Simple, performant, battle-tested framework for building reliable AI applications

Project description

Timbal

Timbal 2.0 is in beta. The API is stable — we're finalizing docs and tooling before the full release.

Simple, performant, battle-tested framework for building reliable AI applications.

Full documentation: docs.timbal.ai


Installation

pip install timbal

Timbal is modular. The bare install includes the agent/workflow engine, both Anthropic and OpenAI providers, MCP support, and tracing. Install extras only when you need them:

Extra What it adds When to use
timbal[server] FastAPI + uvicorn Serving agents over HTTP
timbal[documents] PyMuPDF + openpyxl + python-docx Reading PDFs, Excel, Word files
timbal[evals] rich Running the evals CLI
timbal[codegen] libcst + ruff Using the code generation tools
timbal[all] Everything above
pip install 'timbal[server]'
pip install 'timbal[documents,evals]'
pip install 'timbal[all]'

From source

git clone https://github.com/timbal-ai/timbal.git
cd timbal
uv sync --dev

Two patterns, one interface

Agent — autonomous reasoning

The LLM decides what to do. You provide tools and a goal.

from timbal import Agent
from timbal.tools import WebSearch
from datetime import datetime

def get_datetime() -> str:
    return datetime.now().isoformat()

agent = Agent(
    name="assistant",
    model="anthropic/claude-sonnet-4-6",
    tools=[get_datetime, WebSearch()],
    max_tokens=1024,
)

result = await agent.collect(prompt="What time is it in Tokyo right now?")
print(result.output)

Workflow — explicit pipelines

You define the steps. The framework handles concurrency and dependency resolution.

import httpx
from timbal import Workflow
from timbal.state import get_run_context
from timbal.tools import Write

async def fetch(url: str) -> str:
    async with httpx.AsyncClient(follow_redirects=True) as client:
        return (await client.get(url)).text

workflow = (
    Workflow(name="scraper")
    .step(fetch)
    .step(
        Write(),
        path="./output.html",
        content=lambda: get_run_context().step_span("fetch").output,
    )
)

await workflow.collect(url="https://timbal.ai")

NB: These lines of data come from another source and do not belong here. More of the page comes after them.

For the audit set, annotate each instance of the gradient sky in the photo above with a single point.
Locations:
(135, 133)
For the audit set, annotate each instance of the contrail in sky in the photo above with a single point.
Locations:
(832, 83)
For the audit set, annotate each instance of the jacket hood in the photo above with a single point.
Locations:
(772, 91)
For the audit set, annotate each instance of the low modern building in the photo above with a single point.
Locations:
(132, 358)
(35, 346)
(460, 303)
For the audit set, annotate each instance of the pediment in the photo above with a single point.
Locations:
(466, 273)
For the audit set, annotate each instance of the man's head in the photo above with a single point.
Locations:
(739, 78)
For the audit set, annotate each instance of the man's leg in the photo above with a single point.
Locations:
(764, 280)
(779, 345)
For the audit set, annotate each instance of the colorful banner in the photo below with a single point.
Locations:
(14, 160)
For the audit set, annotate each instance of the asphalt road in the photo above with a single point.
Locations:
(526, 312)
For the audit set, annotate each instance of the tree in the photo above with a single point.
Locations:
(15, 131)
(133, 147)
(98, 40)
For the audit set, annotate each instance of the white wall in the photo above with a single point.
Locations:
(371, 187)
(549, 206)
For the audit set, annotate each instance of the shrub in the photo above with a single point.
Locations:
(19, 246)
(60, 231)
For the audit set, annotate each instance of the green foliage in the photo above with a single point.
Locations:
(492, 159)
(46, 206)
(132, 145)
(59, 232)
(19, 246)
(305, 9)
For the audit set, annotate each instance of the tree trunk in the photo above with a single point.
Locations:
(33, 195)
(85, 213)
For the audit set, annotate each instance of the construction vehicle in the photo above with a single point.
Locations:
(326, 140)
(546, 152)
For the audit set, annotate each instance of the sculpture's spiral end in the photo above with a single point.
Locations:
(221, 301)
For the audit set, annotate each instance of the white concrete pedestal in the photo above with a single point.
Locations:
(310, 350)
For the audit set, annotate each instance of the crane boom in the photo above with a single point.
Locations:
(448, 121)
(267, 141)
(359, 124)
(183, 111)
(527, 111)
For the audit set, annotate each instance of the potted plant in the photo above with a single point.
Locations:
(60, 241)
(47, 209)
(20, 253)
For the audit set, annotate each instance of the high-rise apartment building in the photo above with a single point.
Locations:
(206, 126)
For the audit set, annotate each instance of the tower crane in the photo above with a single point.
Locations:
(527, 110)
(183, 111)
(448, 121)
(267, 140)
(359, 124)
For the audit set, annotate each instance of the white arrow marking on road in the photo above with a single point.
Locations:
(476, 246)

Independent steps run concurrently. Dependencies are inferred automatically from step_span() references — no manual wiring needed.


Calling runnables

All Agent, Workflow, and Tool instances share the same interface.

# Collect all events, return final OutputEvent
result = await agent.collect(prompt="Hello")
print(result.output)           # final result
print(result.status.code)      # "success" | "error" | "cancelled"
print(result.usage)            # {"anthropic/claude-sonnet-4-6:input_tokens": 42, ...}

# Or stream events
async for event in agent(prompt="Hello"):
    if isinstance(event, DeltaEvent) and isinstance(event.item, TextDelta):
        print(event.item.text_delta, end="", flush=True)

Models

Any provider, one interface. Model strings follow provider/model-name:

anthropic/claude-sonnet-4-6       openai/gpt-4o
anthropic/claude-opus-4-7         openai/gpt-5.5
anthropic/claude-opus-4-6         openai/gpt-4o-mini
anthropic/claude-haiku-4-5        openai/o3
google/gemini-2.5-flash           groq/llama-3.3-70b-versatile
google/gemini-2.5-pro-preview     xai/grok-3
cerebras/llama-3.3-70b            sambanova/Meta-Llama-3.3-70B-Instruct

Full list and context window sizes in python/timbal/core/models.py.


Structured output

from pydantic import BaseModel

class Analysis(BaseModel):
    sentiment: str
    confidence: float
    summary: str

agent = Agent(model="openai/gpt-4o-mini", output_model=Analysis)
result = await agent.collect(prompt="Analyse: 'Timbal makes AI easy'")
print(result.output.sentiment)     # "positive"
print(result.output.confidence)    # 0.97

Streaming

from timbal.types.events import DeltaEvent
from timbal.types.events.delta import TextDelta

async for event in agent(prompt="Write a short poem"):
    if isinstance(event, DeltaEvent) and isinstance(event.item, TextDelta):
        print(event.item.text_delta, end="", flush=True)

Memory compaction

Long conversations grow large. Timbal has built-in strategies to keep context under control.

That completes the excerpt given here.